Jump the shark
Jumping the Shark is the moment when a TV series, game, franchise, or other pop-culture phenomenon signals that its best days are clearly behind it and it has begun a sad descent into shittiness. It was originally a reference to a gimmick that writers concocted in an attempt to attract viewers back to a show whose ratings had been in decline for a while, like when Fonzie literally jumping over a shark to attract viewers back to Happy Days or when The Simpsons did that whole "Who shot Mr. Burns?" event.
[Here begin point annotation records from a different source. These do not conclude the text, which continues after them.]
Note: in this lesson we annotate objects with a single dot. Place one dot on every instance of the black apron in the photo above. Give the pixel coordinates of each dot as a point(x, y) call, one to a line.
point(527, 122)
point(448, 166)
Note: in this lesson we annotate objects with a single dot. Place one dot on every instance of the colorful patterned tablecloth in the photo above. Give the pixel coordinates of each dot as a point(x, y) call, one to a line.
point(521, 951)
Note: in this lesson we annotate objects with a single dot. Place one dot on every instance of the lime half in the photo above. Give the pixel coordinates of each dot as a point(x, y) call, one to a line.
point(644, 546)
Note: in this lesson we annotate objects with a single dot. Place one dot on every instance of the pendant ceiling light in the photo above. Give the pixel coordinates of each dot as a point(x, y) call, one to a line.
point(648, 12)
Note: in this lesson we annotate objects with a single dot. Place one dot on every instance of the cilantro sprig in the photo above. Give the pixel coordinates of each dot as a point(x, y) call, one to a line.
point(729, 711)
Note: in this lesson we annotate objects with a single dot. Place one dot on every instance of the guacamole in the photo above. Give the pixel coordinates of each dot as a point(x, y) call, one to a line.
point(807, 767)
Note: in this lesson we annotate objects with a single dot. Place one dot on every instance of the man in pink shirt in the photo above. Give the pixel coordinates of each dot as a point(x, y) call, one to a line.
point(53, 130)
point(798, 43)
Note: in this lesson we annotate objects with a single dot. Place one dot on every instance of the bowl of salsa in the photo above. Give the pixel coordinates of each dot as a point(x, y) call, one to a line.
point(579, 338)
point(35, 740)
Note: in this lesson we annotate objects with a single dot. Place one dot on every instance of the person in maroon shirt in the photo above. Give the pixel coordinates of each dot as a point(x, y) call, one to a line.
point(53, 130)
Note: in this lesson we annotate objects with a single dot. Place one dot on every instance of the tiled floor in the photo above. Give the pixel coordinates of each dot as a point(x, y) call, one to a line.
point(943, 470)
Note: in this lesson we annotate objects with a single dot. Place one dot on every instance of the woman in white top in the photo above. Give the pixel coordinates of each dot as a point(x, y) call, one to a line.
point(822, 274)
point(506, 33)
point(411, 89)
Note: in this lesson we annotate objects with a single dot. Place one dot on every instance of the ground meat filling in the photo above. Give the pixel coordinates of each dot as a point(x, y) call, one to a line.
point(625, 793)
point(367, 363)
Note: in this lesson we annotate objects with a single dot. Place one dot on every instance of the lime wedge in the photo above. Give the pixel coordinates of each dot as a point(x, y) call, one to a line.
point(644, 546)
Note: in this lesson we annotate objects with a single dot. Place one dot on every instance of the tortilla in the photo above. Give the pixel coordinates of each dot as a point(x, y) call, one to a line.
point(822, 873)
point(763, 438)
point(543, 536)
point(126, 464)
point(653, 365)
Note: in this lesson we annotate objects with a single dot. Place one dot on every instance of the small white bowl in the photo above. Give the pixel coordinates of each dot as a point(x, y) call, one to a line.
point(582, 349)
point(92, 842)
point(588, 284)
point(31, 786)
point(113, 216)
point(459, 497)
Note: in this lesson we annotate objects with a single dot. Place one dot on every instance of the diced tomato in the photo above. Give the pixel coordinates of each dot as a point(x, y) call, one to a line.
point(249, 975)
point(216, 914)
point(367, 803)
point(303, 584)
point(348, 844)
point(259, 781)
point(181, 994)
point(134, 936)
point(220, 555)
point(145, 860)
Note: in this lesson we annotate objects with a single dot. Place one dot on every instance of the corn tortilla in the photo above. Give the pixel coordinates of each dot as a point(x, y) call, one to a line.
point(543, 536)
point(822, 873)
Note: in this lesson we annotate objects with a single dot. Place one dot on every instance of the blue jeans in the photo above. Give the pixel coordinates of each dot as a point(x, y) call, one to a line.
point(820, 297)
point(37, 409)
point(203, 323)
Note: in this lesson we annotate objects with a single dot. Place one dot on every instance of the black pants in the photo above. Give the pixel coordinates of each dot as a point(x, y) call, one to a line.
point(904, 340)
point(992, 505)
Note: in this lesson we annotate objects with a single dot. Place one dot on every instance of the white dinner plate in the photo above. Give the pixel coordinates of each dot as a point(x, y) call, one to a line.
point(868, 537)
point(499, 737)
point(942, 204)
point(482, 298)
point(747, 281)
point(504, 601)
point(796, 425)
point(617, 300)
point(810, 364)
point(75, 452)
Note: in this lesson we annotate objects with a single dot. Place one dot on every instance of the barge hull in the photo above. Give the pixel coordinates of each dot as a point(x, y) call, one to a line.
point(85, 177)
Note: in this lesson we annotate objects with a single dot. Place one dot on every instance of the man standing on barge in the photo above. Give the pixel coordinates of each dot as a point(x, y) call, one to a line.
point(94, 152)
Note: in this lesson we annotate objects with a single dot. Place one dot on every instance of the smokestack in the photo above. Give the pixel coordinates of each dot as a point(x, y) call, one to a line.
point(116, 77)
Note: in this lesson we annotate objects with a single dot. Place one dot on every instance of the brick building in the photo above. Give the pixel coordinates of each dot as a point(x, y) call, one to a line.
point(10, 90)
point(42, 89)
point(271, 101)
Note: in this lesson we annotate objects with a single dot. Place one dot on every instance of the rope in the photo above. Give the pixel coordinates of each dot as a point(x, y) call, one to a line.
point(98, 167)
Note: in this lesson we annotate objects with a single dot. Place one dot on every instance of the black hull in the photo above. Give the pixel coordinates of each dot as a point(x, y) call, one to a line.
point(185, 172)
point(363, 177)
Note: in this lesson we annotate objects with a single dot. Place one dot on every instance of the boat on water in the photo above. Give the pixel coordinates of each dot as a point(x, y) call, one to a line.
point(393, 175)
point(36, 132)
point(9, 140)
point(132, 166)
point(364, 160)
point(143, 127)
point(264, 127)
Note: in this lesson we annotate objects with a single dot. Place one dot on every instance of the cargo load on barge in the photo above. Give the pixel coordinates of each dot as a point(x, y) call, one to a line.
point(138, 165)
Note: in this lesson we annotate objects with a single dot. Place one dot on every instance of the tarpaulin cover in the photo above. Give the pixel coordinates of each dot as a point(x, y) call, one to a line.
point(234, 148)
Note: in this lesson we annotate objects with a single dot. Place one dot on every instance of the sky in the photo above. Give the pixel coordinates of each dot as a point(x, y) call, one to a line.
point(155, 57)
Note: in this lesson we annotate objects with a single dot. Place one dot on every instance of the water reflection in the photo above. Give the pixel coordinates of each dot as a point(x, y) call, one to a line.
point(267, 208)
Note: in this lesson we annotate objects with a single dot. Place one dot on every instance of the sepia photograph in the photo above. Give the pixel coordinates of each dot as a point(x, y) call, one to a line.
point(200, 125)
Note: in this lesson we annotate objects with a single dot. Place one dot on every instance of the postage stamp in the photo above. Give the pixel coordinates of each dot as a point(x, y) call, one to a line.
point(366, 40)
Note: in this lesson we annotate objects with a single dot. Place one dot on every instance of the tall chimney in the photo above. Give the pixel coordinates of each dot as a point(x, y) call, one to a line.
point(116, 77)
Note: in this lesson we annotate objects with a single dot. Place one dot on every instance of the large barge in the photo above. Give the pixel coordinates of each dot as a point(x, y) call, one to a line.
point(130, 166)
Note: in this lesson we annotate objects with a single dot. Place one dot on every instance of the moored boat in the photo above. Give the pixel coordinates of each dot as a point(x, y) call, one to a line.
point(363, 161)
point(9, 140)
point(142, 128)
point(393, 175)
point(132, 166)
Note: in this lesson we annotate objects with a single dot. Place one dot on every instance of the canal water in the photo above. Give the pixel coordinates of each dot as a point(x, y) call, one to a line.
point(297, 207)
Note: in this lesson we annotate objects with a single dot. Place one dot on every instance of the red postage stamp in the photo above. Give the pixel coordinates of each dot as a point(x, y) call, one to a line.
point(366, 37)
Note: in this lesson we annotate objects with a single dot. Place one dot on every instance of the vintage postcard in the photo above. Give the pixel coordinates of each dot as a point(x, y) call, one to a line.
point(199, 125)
In recent decades, however, it has come to mean any watershed moment in a franchise's history that is associated with a decline in quality. Examples have included:
1) The creator leaving or being fired from their own show/company (example: Lauren Faust leaving My Little Pony) 2) Characters being killed off or otherwise written off 3) New, annoying, useless characters being added (Scrappy Doo) 4) The two main characters finally hooking up (Bones) 5) Taking the show's entire concept and flushing it down the shitter in favor of something radically different (Red vs. Blue: the Blood Gulch Chronicles) 6) Michael Bay turning an '80s cartoon into a movie 7) Corporate buyouts (Youtube being bought out by Google) 8) Adding wacky sci-fi and fantasy elements to a show that had previously been very grounded in reality (Baywatch Nights, Family Matters) 9) Trying to keep a show going after most of its actors quit and there was already a fucking final episode (Scrubs) 10) The writers finally making it clear that they never had any kind of plan and were just making shit up as they went along despite spending years telling fans that they had a plan (Lost, Battlestar Galactica) 11) Matt Ward writing literally anything
It is sometimes possible for a franchise to jump the shark, stabilize at a certain level of shittiness, and then jump the shark again to become even worse. For example, Magic: the Gathering jumped at least twice: the first time being the 6th Edition rules changes, and the second time being the 8th Edition card frame/border. It has probably jumped another five or six times since then, but we wouldn't know because the last players with any functioning brain cells haven't paid attention since Time Spiral (and even then, it was only for the timeshifted cards). World of Warcraft is also commonly considered to have jumped twice; the first being Cataclysm and the second being Warlords of Draenor, though people whose opinions aren't tainted by nostalgia goggles will usually admit that the Shattering was actually a huge improvement.
It is also possible, however rare, for something to "jump back" and return to a quality level that fans previously thought they'd never see again. An example would be when Apple re-hired Steve Jobs to clean their shit up.